Il 27 marzo passato Cummings ricevette una chiamata da sua moglie che si sentiva molto male”.  La sindrome era “sospetti sinomi di Covid19”. Cummings decise di trasferire la sua famiglia nella contea di Durham la sera del 27 marzo guidando per circa 425Km, invece di isolarsi a casa a Londra. A Durham le sue nipoti sarebbero state disponibili a prendersi cura di suo figlio di quattro anni, nel caso in cui lui e sua moglie si fossero entrambi ammalati. Dominic Cummings ha quindi infranto le regole del Lockdown.

Cummings ha negato qualsiasi illecito a seguito di un’indagine congiunta di due giornali, il Guardian e del Daily Mirror. I cittadini del Regno Unito che sono stati forzati a rimanere a casa anche in casi estremi, continuano a chiedersi perche Dominic Cummings invece non sia stato multato per aver infranto le regole. 

Boris Johnson ‘stranamente’ salva il suo assistente ignorando una rivolta di quasi 100 dei suoi stessi parlamentari e sfidando le continue richieste di licenziamento di Dominic Cummings, nonostante l’indagine della polizia non sia riuscita ad esonerarlo da una potenziale violazione del lockdown.

Perche il Primo Ministro del Regno Unito si è sporcato le mani difendondolo?
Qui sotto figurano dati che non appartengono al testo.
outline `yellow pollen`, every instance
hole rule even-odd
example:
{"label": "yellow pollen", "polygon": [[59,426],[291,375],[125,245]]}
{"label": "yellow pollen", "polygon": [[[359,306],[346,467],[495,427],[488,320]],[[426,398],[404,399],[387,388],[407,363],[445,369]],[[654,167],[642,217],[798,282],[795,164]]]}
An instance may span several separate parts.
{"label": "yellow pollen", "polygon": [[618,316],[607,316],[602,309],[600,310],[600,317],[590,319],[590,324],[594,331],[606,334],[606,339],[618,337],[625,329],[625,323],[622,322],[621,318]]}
È ‘tradizione’ nel Regno Unito che se un membro del governo non segue le regole o leggi, venga licenziato o vengano chieste le sue dimissioni.  

Ma tutto questo non è accaduto perche si è compreso che per il primo ministro britannico, il suo principale aiutante è molto più di un semplice consigliere politico. È il perno delle operazioni di Downing Street; uno stratega che dà a Johnson la direzione politica ed il controllo operativo. Il rapporto di lavoro tra i due uomini si è forgiato nella vittoriosa campagna della Brexit del 2016, nella quale Cummings è stato il ”direttore d’orchestra’’. Johnson era “solo” il frontman. Ora è tutto piu chiaro.  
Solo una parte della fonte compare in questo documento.